Tree manipulation

Functions to create and manipulate binary decision trees.

class bartz.grove.TreeHeaps(*args, **kwargs)[source]

A protocol for dataclasses that represent trees.

A tree is represented with arrays as a heap. The root node is at index 1. The children nodes of a node at index \(i\) are at indices \(2i\) (left child) and \(2i + 1\) (right child). The array element at index 0 is unused.

Since the nodes at the bottom can only be leaves and not decision nodes, var_tree and split_tree are half as long as leaf_tree.

Arrays may have additional initial axes to represent multiple trees.

leaf_tree: Float32[Array, '*batch_shape 2**d'] | Float32[Array, '*batch_shape k 2**d']

The values in the leaves of the trees. This array can be dirty, i.e., unused nodes can have whatever value. It may have an additional axis for multivariate leaves.

var_tree: UInt[Array, '*batch_shape 2**(d-1)']

The axes along which the decision nodes operate. This array can be dirty but for the always unused node at index 0 which must be set to 0.

split_tree: UInt[Array, '*batch_shape 2**(d-1)']

The decision boundaries of the trees. The boundaries are open on the right, i.e., a point belongs to the left child iff x < split. Whether a node is a leaf is indicated by the corresponding ‘split’ element being 0. Unused nodes also have split set to 0. This array can’t be dirty.

bartz.grove.make_tree(depth, dtype, batch_shape=())[source]

Make an array to represent a binary tree.

Parameters:
  • depth (int) – The maximum depth of the tree. Depth 1 means that there is only a root node.

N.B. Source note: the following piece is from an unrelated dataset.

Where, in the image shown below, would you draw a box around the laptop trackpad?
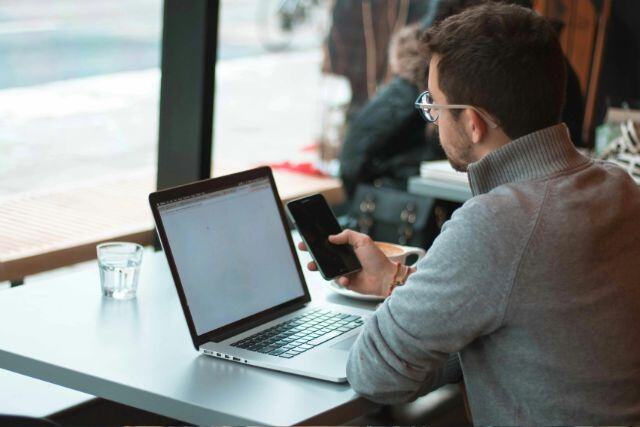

  • dtype (str | type[Any] | dtype | SupportsDType) – The dtype of the array.

  • batch_shape (tuple[int, ...], default: ()) – The leading shape of the array, to represent multiple trees and/or multivariate trees.

Returns:

Shaped[Array, '*batch_shape 2**{depth}']An array of zeroes with the appropriate shape.

bartz.grove.tree_depth(tree)[source]

Return the maximum depth of a tree.

Parameters:

tree (Shaped[Array, '*batch_shape 2**d']) – A tree created by make_tree. If the array is ND, the tree structure is assumed to be along the last axis.

Returns:

intThe maximum depth of the tree.

bartz.grove.traverse_tree(x, var_tree, split_tree)[source]

Find the leaf where a point falls into.

Parameters:
  • x (UInt[Array, 'p']) – The coordinates to evaluate the tree at.

  • var_tree (UInt[Array, '2**(d-1)']) – The decision axes of the tree.

  • split_tree (UInt[Array, '2**(d-1)']) – The decision boundaries of the tree.

Returns:

UInt[Array, '']The index of the leaf.

bartz.grove.traverse_forest(X: UInt[Array, 'p n'], var_trees: UInt[Array, '*forest_shape 2**(d-1)'], split_trees: UInt[Array, '*forest_shape 2**(d-1)']) UInt[Array, '*forest_shape n'][source]

Find the leaves where points falls into for each tree in a set.

Parameters:
  • X (UInt[Array, 'p n']) – The coordinates to evaluate the trees at.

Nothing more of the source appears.